With the presidential elections behind us at last, responses to our new president-elect range from jubilation to despair to everything in between; some are bursting with enthusiasm while others are ridden with anxiety. Everyone has hopes or fears (or both) about changes the new administration will make—changes that will affect our lives and the life of our nation.
Meanwhile, I am currently in Israel where the political landscape is also about to change. People here are filled with uncertainty as the prime minister is forced to leave office, accused of corruption. The head of his political party has been unable to cobble together a governing coalition, so new elections have been called for early next year. Who will emerge as Israel's next prime minister is anyone's guess.
These are times of worldwide uncertainty and fear, and not just because of the financial crisis. On November 5, Dmitry Medvedev, president of Russia, threatened a military escalation with the United States that sounds like a return to the Cold War. In Iran, a bellicose Mahmoud Ahmadinejad continues to fulminate rage, promoting the annihilation of Israel.
I am glad to live in a democracy like the United States and I am happy that Israel remains a democracy (the only true democracy in the Middle East). However, I don't believe that any existing form of government can guarantee a peaceful and prosperous future for any of us in these perilous times. My hope for change, politically and economically, is grounded in the arrival of a very particular person, in fact, a dictator. Just hear me out.
The Psalmist asks, "Why do the nations rage and the people plot a vain thing?" (Psalm 2:1). Since the beginning of time human beings have struggled to govern ourselves effectively, have fought for ascendancy, have imagined that we alone are the determiners of our own destiny. The Tower of Babel is long gone, but the prideful attitudes that fostered that ill-fated building project are still prevalent. And how does God react?
The Psalmist declares, "He who sits in the heavens shall laugh" (Psalm 2:4). This is not to say that God thinks our problems or our sins are humorous. He is not making light of what is happening on earth. As I read this passage, I imagine God laughs over our notions that our choices either escape his attention or threaten His sovereign control of the world He has created.
Time and time again God in His Word reminds us that He is the one who raises up kings and removes them (Daniel 2:21); that "the heart of the king is in the hand of the Lord and like rivers of water he turns it wherever He wills" (Proverbs 21:1). God was not surprised by the U.S. election results any more than He's wondering who in the world might become the next leader of Israel.
We are indeed fortunate to be able to vote for our political leaders. I think that democracy is the best form of government we can contrive for ourselves, knowing that all are fallen and flawed and that it is dangerous to give too much power to any one individual. But thankfully (oh blessed relief), God can and will deliver something even better than democracy—a truly divine dictatorship is coming.

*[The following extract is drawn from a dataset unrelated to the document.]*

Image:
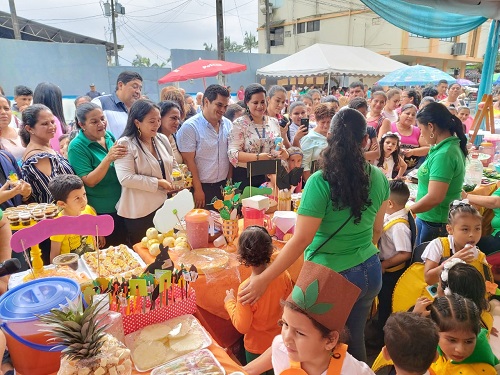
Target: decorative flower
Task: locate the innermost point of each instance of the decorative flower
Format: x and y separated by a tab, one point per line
228	208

The Psalmist commands, "Kiss the son, lest He be angry and you perish in the way" (Psalm 2:12). The best and final government that is soon coming to this earth is none other than the benevolent dictatorship of Y'shua Ha Mashiach, Jesus the Messiah, the Son of God. While a mere human claiming to represent God represents the most frightening potential for corruption and tyranny, the reign and rule of God incarnate is quite the opposite. He will govern with absolutely incorruptible righteousness and justice.
His rule over all is an absolute certainty; yet in God's amazing politics we still get to cast our "vote" for Him to govern our lives. We don't punch a ballot or touch a screen; instead we kiss Him, that is, pay homage, submitting our hearts and our wills to His. Whoever thinks their vote doesn't matter needs to hear that their own well-being is at stake. This is no four-year term; the consequences are eternal.

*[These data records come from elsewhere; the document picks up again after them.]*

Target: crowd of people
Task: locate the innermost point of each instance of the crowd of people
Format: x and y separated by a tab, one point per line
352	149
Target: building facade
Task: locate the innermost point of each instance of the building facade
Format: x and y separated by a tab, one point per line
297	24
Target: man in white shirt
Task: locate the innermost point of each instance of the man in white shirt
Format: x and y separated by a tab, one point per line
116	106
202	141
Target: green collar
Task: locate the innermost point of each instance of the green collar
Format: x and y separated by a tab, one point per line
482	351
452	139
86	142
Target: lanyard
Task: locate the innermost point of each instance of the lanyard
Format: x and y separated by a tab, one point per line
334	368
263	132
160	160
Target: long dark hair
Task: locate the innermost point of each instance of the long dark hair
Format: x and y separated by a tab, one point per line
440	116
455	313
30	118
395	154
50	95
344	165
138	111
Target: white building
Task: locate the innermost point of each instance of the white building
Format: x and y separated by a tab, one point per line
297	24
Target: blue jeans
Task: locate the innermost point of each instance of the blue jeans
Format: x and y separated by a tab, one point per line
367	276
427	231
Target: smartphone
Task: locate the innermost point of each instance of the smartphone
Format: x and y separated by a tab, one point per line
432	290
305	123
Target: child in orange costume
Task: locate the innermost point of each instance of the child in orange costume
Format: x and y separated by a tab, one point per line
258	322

The Bible tells us that those who don't submit to the Son's lordship will most definitely incur His wrath and ultimately perish. That is why we are invited to campaign for Jesus each and every day with passion and persistence, "beseeching the world on behalf of Christ to be reconciled to God" (2 Corinthians 5:20).
Finally, the Psalmist assures us, "blessed are those who take refuge in Him" (Psalm 2:12). Since when is a dictatorship a blessing? Since the One in charge not only has a perfect love for His subjects, but also understands and decides everything perfectly, cannot be bribed (since all creation is His), cannot be pressured (since all power is His) and is completely incorruptible. The coming dictatorship of Jesus the Son of God is going to be benevolent, that is, it will benefit all those who willingly submit to it.
We have no need to pin all our hopes on temporal leaders, nor do we need to despair if they fail to measure up to our hopes or expectations. We know who will win in the end. In fact we are invited not only to be a part of His campaign, we have been offered a position in His administration: "If we endure, we shall also reign with Him" (2 Timothy 2:12). That is no ephemeral political promise made in the heat of an election; it is a guarantee that we can count on now and forever.
I am not saying that we should not be involved and be concerned citizens when it comes to the decisions our democracy affords us. I'm only saying that whatever we may conclude about recent elections, there is another conclusion on the horizon.
In the end, God's rule and reign is the dictatorship that will trump democracy. While that may terrify those who don't know and trust Him, those of us who have experienced His goodness and grace can say, "The sooner the better!" Each and every day we have the privilege and responsibility to exercise our vote of confidence in His promises and His plan for this world. Let's cast a vote of faith in the Son and let's get out there and campaign for His coming dictatorship as though the future of each person we meet depends on it. Because it does.